Slight problems with this... first of all, I wouldn't say corporations are evil. Corporations, unfortunately, make the world go round. Apple and Microsoft have revolutionised the computer industry, and it's likely the comment wouldn't have been made with them. Publishers are corporations that specialise in releasing books to the market, and with these books some people make a living, some get an income and many readers are affected in very powerful ways to encourage them to change their lives (and I don't just mean self-help books!) I wouldn't say that publishers are necessarily evil. Disagreeable, in some cases, but not evil.

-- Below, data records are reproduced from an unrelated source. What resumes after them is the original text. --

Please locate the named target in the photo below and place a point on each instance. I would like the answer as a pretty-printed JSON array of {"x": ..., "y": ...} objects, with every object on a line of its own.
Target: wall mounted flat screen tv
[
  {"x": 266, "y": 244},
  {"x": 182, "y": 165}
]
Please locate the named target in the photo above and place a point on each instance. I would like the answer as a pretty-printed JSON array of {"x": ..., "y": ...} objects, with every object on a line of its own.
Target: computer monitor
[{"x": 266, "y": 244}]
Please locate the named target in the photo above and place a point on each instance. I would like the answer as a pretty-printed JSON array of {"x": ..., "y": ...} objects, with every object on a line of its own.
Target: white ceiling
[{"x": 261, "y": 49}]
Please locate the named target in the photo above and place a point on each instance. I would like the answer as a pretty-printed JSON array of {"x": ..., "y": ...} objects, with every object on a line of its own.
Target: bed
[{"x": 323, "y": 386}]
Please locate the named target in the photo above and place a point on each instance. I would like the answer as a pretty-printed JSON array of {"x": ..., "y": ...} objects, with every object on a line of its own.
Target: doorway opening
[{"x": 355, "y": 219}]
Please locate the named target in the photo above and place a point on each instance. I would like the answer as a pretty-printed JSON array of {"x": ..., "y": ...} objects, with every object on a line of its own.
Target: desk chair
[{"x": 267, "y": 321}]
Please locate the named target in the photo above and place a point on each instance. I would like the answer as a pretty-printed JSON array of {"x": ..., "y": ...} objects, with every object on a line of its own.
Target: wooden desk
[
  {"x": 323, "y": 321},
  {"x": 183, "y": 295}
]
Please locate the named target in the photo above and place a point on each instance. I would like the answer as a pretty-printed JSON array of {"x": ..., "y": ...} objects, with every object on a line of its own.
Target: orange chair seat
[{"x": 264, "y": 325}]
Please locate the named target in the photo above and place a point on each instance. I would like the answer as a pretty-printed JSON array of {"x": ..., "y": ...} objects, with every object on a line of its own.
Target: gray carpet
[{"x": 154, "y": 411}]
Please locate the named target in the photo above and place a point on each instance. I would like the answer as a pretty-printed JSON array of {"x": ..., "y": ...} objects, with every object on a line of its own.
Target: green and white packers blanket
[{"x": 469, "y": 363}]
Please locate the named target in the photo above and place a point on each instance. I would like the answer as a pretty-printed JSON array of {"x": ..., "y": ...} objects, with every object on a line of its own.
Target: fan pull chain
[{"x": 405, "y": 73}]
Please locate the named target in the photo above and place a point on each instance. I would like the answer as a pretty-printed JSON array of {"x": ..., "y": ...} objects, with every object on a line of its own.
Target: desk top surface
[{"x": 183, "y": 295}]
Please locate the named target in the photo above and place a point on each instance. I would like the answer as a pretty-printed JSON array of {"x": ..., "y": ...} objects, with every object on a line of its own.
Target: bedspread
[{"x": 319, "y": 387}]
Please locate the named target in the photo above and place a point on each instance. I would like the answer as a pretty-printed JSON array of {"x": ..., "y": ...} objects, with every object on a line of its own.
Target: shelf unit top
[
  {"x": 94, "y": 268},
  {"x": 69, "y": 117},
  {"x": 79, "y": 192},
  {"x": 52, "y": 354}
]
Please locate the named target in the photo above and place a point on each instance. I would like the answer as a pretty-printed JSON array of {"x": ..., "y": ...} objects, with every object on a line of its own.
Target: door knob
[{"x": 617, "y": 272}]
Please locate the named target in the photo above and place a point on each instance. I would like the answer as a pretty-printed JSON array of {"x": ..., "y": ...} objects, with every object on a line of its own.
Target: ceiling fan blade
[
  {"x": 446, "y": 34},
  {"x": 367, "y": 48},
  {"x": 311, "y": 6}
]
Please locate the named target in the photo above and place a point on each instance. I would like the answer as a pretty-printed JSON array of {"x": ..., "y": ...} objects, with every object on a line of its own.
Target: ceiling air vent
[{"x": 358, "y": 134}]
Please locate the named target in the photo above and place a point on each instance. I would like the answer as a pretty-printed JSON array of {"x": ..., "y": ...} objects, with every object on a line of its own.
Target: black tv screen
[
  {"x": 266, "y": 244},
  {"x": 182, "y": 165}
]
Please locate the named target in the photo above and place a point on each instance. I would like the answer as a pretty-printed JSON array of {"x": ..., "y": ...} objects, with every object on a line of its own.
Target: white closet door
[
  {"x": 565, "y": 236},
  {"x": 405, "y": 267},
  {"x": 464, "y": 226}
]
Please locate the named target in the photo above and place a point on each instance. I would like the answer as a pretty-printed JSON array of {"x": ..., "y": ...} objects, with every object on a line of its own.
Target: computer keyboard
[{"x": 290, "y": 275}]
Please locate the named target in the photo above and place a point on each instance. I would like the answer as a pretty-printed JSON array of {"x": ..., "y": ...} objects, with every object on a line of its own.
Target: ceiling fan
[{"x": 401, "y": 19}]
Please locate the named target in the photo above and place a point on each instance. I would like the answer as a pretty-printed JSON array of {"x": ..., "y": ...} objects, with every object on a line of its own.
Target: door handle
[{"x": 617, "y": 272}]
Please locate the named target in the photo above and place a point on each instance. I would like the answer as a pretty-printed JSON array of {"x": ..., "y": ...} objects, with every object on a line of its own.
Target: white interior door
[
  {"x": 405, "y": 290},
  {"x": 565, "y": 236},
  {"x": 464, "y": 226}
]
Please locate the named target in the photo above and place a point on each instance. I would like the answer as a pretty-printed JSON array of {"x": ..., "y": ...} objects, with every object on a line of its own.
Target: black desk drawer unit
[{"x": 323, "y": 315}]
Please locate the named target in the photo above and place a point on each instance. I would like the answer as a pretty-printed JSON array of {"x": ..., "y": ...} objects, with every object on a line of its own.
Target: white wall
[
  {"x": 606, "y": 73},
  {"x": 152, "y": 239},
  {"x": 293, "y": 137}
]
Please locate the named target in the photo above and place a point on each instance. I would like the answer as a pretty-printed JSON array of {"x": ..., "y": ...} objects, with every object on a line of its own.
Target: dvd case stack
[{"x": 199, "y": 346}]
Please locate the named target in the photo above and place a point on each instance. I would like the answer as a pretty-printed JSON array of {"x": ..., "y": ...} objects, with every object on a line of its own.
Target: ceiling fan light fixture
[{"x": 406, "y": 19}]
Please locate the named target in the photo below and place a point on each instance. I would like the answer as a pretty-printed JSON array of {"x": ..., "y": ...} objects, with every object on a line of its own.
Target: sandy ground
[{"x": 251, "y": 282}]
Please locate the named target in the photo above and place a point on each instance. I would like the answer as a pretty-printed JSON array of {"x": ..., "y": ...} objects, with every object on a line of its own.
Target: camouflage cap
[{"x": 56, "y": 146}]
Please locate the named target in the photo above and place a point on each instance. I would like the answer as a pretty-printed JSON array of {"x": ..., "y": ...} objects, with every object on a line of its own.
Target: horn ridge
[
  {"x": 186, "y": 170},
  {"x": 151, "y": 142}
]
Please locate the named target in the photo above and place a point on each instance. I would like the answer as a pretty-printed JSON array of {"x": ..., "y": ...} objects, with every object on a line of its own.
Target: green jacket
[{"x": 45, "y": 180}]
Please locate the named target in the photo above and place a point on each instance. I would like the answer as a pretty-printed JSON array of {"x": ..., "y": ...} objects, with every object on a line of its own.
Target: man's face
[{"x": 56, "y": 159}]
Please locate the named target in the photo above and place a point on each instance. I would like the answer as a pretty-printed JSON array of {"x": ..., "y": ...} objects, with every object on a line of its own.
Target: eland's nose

And as for the doing it alone remark (i.e. "by the INTERNET!")... well, it's not that easy. Well, it is that easy. It's very easy to put something in the market online. So easy, in fact, that people are releasing both trash and masterpieces into the market, and sometimes it can be hard to tell which is which. A word of advice, though: if you can find an author that hired editors (or at least didn't edit alone) and that had somebody else design the cover and that is serious about their trade, then the odds are the piece of work they release themselves isn't going to be entirely dreadful. That's not a guarantee, in any of the cases (because there are exceptions), but it is a good thing to go by when trying to determine whether or not a book will be any good when you buy it.
And for people looking to do it, even if they go for self-designed covers, aren't that well known, and receive help from friends editing, the important thing to remember is: don't price yourself out of the market. Also, don't do as one Indie author did and tell a reviewer and his commenters to, and I quote, "Fuck off". Remember that it's not just an author's book that people see, it's the author too. Etiquette and professionalism should be observed, especially when attempting to portray yourself seriously.
By the way, I'm aware that keeping a personal blog and using it to talk about problems I have with other people doesn't seem professional. But that's why I call it personal, and it's why I don't name and shame people. Or even just name them, even if they're awesome and I don't have a problem with them. But I avoid being overly bitchy about people, and only using particular language when trying to convey a particular point (such as this one).
So, to sum up: don't be disillusioned by writing success; write in your spare time (and make your spare time, don't just complain you have none); don't give up your job before you've started; hone your craft; take into account all the work that goes into writing and getting published (even Indie authors - and actually, especially Indie authors - have a lot of work to do). And remember: write for fun, sell for money. Unless it's non-fiction, in which point you may just be writing to get a point across or inform people, but in that case just choose what you write about carefully.